Deze proef was niet moeilijk, als je wist hoe het werkte en dat was het probleem. Op het moment dat je uitademt, zou je naar beneden zinken. De meeste mensen in de Middeleeuwen konden echter niet zwemmen en begonnen als bezetenen te spartelen omdat ze in paniek raakten. Hierdoor bleven ze min of meer drijven, wat hun veroordeling tot gevolg had.
'De Heksemhamer' prees deze manier van het verkrijgen van een Godsoordeel juist aan. Aan het einde van de 16e eeuw werd de proef in Holland en Brabant verboden.
De kruisproef
Van deze proef wordt wel gezegd dat hij is ingesteld door geestelijken. Wanneer er twee partijen een geschil hadden, moesten ze beide zo lang mogelijk in een kruishouding staan. Wie dit het langst volhield werd beschouwd als de onschuldige.
De gifproef
De beklaagde kreeg een niet-dodelijke hoeveelheid gif toegediend. Wanneer hij onschuldig was, zou hij door Gods wil niet ziek worden van het gif.
De baarproef
De beklaagde moest het lijk van het slachtoffer aanraken, zonder het lijk te laten bloeden. Wanneer het lijk begon te bloeden, was de beklaagde schuldig.
De heilige bete
Om voor deze proef te slagen moest de verdachte een stuk brood met kaas op moest eten zonder zich te verslikken.
Het tweegevecht
De naam zegt het al, de twee vechters worden tegenover elkaar gezet om elkaar te bevechten. Degene die dit gevecht wint, heeft Gods steun. Dit gevecht kon ook door de verdachten zelf aangevraagd worden, om zo een normaal proces te ontlopen.
Verbod op Godsoordelen
Godsoordelen werden al in 1215 verboden, namelijk door Paus Innocentius III. De redenen voor het verbod op Godsoordelen waren als volgt:
- Godsoordelen waren een vorm van tovenarij en je mocht tovenarij niet met tovenarij bestrijden.

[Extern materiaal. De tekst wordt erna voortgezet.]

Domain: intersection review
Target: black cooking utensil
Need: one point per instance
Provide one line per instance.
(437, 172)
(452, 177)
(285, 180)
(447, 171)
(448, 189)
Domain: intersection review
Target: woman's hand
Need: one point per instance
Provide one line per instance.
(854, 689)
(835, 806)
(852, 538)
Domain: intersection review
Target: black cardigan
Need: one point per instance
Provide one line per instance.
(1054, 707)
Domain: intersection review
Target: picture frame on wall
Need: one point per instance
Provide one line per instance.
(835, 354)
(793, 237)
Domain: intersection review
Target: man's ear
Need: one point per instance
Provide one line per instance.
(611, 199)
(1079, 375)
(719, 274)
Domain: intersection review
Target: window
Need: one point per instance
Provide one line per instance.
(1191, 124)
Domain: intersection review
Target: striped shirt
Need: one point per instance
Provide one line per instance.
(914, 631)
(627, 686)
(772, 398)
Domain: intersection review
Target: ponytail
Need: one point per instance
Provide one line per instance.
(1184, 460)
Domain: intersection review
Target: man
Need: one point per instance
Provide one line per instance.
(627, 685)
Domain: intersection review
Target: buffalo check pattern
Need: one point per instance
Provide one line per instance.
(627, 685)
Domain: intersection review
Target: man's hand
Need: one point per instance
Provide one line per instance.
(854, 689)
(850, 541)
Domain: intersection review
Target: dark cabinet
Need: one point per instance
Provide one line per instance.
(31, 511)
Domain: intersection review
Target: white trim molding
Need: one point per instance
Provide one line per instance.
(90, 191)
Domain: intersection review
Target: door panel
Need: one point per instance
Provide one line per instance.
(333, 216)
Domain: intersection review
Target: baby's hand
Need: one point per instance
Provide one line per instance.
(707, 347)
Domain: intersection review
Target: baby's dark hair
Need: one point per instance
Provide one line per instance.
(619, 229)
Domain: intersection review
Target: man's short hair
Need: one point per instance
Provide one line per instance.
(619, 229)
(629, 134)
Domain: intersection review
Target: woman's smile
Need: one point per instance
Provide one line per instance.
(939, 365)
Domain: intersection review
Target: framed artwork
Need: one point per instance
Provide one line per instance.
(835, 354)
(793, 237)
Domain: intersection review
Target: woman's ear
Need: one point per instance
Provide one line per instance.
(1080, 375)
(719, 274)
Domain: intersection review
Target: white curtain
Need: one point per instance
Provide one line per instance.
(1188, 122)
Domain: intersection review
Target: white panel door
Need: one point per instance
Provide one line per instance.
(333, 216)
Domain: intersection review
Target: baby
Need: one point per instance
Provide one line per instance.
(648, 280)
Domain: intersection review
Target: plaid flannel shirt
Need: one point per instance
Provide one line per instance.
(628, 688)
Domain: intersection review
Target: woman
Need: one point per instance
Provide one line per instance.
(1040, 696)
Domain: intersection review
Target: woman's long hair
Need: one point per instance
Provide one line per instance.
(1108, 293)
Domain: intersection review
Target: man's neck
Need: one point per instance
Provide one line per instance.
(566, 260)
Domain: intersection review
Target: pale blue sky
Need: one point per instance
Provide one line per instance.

- God werd uitgedaagd door de mens, door de vraag om zijn oordeel te geven. De mens dwong God als het ware om op te treden tegen de mensen en dat mocht niet.
Ondanks dit verbod, gingen met name de water- en vuurproeven gewoon door. Ook het tweegevecht werd nog regelmatig gebruikt om Gods wil te bepalen, in Engeland werd dit pas in 1819 afgeschaft.